Então, promover um ambiente de trabalho sem assédio, jornadas excessivas e com apoio psicossocial esbarra no modelo de liderança. Por esta razão, é fundamental garantir que o treinamento para formação de lideranças mais diversas e empáticas.
“O desafio número um é colocar esse tema, tanto de diversidade, quanto sobre o assédio, na pauta da conversa com a liderança da organização”, afirma Cris Kerr.
Esse desafio se arrasta há anos. Segunda a pesquisa Diversidade no Setor Automotivo, de Automotive Business, em 2023 o engajamento das lideranças já era a segunda maior barreira à diversidade no setor.
A boa notícia é que os demais funcionários são engajados no tema. No setor, 82% dos colaboradores participam e gostam de treinamentos de diversidade.
4. Gerações x emprego
Outro tema é a inclusão geracional, tanto de profissionais 50+, quanto dos jovens. As empresas têm o desafio de atrair e lidar com traços geracionais completamente diferentes.
A geração Z chegou para revolucionar o mercado de trabalho e como lidamos com a vida profissional. “Quantos dias vou ter de home office?”, essa é a primeira pergunta de uma pessoa da geração Z em uma entrevista de emprego, afirma a CEO da CKZ Diversidade.
Para eles, o emprego não é tudo na vida, é apenas “um emprego”. Por isso, eles não querem ser CLT, exigem home office e param de trabalhar às 18h em ponto, sem hora extra – tudo em prol de equilibrar a vida profissional e pessoal.

Do outro lado, os profissionais da geração X (entre 45 e 65 anos) veem esses comportamentos como problemáticos. Para eles, um emprego estável é o mais importante, mesmo que pra isso seja preciso dedicar inúmeras horas de trabalho – e trabalho presencial.
“As empresas precisam ter diálogo, não discussão nem debate, é diálogo. Isso é, entender o modelo mental de cada geração e adequar às necessidades de cada uma”, afirmou Cris Kerr.
Outro ponto que ela chama atenção é sobre o respeito à diversidade de gênero e sexualidade. Até porqye 32% da geração se diz LGBTQIA+
“É algo que as empresas precisam olhar. Ainda existe muito a cultura da piadinha e dos apelidos, a geração Z não vai conseguir trabalhar em um ambiente hostil assim”, completou a especialista.
As empresas automotivas costumam ter mais ações voltadas para talentos jovens. Apenas 17% do setor conta com programas e metas para contratação de profissionais 50+, segundo a pesquisa da Automotive Business.

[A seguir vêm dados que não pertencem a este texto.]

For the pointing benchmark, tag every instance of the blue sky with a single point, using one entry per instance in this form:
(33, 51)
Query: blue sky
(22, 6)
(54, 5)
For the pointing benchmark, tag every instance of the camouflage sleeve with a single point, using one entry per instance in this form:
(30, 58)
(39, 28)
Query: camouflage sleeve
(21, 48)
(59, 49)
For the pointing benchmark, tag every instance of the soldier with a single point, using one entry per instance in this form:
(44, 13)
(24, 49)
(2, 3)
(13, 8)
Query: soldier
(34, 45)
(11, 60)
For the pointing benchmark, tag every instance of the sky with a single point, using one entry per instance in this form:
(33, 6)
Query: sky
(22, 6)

Isso é um problema e precisa mudar logo: segundo o IBGE, seis em cada 10 trabalhadores brasileiros terão mais de 45 anos de idade até 2040.
5. Diversidade e IA
Ferramentas de inteligência artificial estão cada vez mais populares no Brasil e no mundo. Elas são usadas tanto para automatizar tarefas e processos no dia a dia, como para criar conteúdos multimídia que seriam impossíveis sem a tecnologia, como a polêmica propaganda da Volkswagen com a Elis Regina recriada com IA.
E a diversidade não pode ficar de fora. Para Cris Kerr, é urgente pensar em quem cria essas ferramentas de inteligência artificial (IA) e quais padrões de comportamento estão sendo repetidos.

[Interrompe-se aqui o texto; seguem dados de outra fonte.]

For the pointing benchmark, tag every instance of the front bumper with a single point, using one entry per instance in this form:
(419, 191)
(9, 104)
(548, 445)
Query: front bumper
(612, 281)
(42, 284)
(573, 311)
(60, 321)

“Se a gente continuar do jeito que tá vai ter um monte de vieses nas inteligências artificias”, alertou Cris Kerr. “As IAs estão sendo criadas e treinadas por um grupo majoritariamente formado por homens, brancos e heterossexuais. É um grupo muito parecido [com o mercado de trabalho tradicional].”
Para mudar isso, ela conta que algumas empresas de tecnologia estão investindo na diversidade e mais recentemente, na contratação de profissionais neuro divergentes, como autistas e pessoas com TDAH, que têm um processo cognitivo único e podem contribuir significativamente com ferramentas de IA, programação, teste de softwares, entre outros.